Market Analysis: Inside The Up & Down Swings
Stocks are trading flat today after a three day rally. The markets have been in a constant pattern of falling sharply for a few days, then a move takes place to the upside that briefly makes a new high on the S&P 500. Then another fall takes place. This is the classic signal of distribution (institutional selling). Large investors slowly selling the market as the average investor is buying. Based on this pattern, the markets should start to pull back in the next few days. A larger breakdown will occur when the S&P 500 takes out 1,835 level on a closing basis.

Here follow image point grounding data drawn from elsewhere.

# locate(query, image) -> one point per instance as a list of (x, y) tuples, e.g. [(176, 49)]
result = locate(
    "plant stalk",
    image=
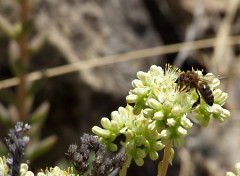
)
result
[(23, 47), (166, 159)]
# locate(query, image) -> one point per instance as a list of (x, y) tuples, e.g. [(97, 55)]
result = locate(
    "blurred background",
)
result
[(64, 64)]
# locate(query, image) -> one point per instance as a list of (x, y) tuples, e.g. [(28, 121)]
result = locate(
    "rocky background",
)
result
[(79, 31)]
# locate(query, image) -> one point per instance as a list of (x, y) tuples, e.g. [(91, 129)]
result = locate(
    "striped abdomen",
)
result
[(206, 92)]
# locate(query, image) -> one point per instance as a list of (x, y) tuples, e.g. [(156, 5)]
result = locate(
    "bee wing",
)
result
[(209, 77)]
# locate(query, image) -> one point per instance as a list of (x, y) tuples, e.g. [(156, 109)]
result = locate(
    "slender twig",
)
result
[(166, 158), (124, 57), (23, 46)]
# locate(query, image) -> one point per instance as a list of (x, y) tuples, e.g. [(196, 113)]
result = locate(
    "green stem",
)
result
[(123, 171), (166, 159), (23, 45)]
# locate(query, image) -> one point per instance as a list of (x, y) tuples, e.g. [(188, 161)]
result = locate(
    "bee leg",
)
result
[(198, 100)]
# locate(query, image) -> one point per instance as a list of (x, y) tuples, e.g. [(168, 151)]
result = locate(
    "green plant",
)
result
[(160, 116), (18, 106)]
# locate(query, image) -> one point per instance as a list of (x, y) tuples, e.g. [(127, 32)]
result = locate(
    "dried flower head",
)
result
[(16, 145)]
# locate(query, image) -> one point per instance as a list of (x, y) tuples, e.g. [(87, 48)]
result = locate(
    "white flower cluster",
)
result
[(161, 112)]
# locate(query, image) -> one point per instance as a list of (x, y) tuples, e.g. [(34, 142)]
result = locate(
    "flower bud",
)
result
[(137, 83), (153, 155), (131, 98), (101, 132), (105, 122)]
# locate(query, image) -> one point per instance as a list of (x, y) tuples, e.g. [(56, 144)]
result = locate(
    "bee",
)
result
[(189, 80)]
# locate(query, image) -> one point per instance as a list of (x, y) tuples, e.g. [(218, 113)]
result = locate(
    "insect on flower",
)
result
[(191, 79)]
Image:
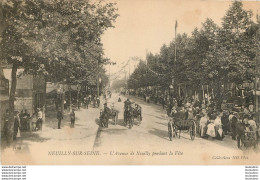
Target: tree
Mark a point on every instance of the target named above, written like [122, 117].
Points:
[61, 39]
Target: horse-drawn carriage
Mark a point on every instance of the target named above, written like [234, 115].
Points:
[106, 114]
[176, 126]
[249, 139]
[132, 113]
[247, 135]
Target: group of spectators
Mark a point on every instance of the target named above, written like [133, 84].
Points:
[212, 119]
[23, 121]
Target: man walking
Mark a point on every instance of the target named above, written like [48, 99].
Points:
[17, 125]
[39, 119]
[72, 118]
[59, 117]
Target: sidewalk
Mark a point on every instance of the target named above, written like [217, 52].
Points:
[35, 146]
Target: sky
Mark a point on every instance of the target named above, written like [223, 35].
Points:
[145, 25]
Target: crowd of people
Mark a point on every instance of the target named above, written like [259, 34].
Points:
[212, 120]
[23, 121]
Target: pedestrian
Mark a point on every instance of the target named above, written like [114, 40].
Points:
[26, 118]
[17, 126]
[163, 102]
[72, 118]
[98, 101]
[234, 121]
[6, 123]
[59, 117]
[39, 119]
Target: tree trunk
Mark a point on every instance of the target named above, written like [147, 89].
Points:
[62, 99]
[11, 103]
[70, 96]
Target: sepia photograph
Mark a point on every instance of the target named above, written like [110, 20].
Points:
[130, 82]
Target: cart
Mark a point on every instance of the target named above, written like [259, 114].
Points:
[176, 126]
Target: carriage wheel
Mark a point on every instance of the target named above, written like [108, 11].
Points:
[193, 130]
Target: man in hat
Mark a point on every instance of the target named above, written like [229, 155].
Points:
[39, 119]
[233, 125]
[59, 117]
[72, 118]
[17, 125]
[106, 114]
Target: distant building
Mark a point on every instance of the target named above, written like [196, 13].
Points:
[30, 91]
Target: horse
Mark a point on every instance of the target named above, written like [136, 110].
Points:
[128, 116]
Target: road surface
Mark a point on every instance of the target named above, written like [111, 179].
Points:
[147, 143]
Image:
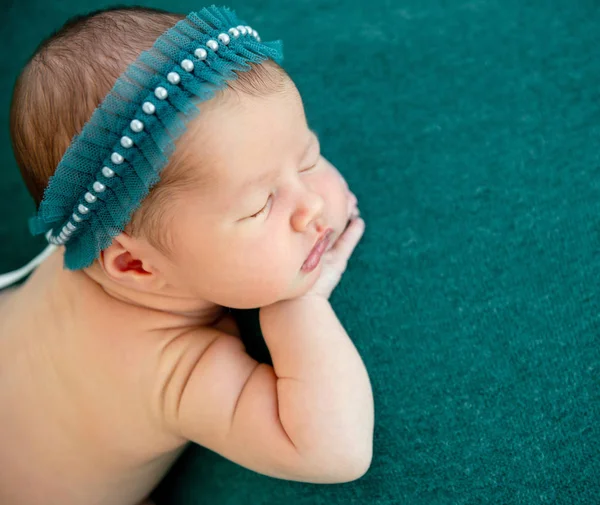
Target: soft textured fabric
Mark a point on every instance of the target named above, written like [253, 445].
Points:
[109, 168]
[469, 132]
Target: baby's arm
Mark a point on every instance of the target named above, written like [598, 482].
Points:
[307, 418]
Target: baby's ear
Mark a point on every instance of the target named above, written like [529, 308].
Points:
[125, 261]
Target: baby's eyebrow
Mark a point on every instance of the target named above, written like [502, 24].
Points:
[261, 179]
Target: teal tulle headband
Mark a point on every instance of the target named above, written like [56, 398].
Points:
[110, 167]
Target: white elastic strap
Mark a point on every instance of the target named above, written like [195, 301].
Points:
[12, 277]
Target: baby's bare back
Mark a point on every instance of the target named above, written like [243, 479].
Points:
[79, 396]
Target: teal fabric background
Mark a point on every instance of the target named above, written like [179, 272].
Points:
[469, 132]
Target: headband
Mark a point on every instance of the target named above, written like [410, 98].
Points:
[110, 167]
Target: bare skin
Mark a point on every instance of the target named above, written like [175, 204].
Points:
[107, 374]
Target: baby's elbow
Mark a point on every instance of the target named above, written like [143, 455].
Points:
[347, 466]
[356, 465]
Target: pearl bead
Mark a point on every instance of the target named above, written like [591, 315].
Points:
[161, 93]
[126, 142]
[173, 78]
[136, 125]
[187, 65]
[200, 53]
[149, 108]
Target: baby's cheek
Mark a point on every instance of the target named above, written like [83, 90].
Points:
[336, 195]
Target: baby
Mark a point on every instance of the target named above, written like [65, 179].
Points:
[107, 372]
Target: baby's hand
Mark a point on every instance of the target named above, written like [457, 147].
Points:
[335, 260]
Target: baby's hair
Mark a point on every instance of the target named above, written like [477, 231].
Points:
[69, 75]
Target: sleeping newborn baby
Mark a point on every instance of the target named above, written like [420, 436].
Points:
[108, 371]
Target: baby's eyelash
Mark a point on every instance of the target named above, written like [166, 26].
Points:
[262, 211]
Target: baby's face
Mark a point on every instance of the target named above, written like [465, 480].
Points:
[241, 240]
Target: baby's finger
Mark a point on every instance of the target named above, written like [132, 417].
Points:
[348, 240]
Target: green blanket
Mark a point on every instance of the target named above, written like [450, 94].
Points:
[469, 131]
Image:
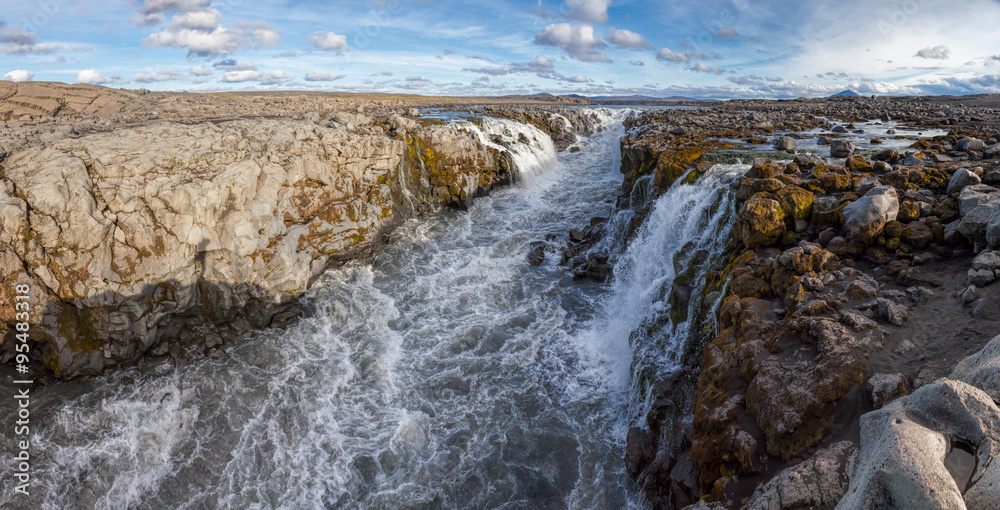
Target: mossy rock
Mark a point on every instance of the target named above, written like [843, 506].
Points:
[761, 221]
[796, 202]
[893, 229]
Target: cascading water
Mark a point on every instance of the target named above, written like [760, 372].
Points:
[447, 374]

The pumping continues to keep the markets up. This comes from the Federal Reserve as well as large institutions. As the markets were falling late last week, word 'trickled' down that stimulus may be pumped into China, Japan and Europe. This helped the markets recover. Next, early this week Janet Yellen said the jobs market would continue to be weak, therefore the Federal Reserve would continue to pump money into the system for an 'extended' period of time. This 'pumping' of market sentiment creates the scam or 'rigged' markets that every investor should be aware of. While these big institutions sell into the small buyers, they are the ones spreading rumors to keep the market propped up. The Federal Reserve is either complicit in this pumping or totally oblivious. Make your own decision. This is the exact reason why average Americans do not want to invest any longer. They buy the highs before a major collapse and sell the lows before the markets run higher. The emotional rollercoaster is perpetuated by the 'big boys'. It is essentially a pump and dump on a monster scale.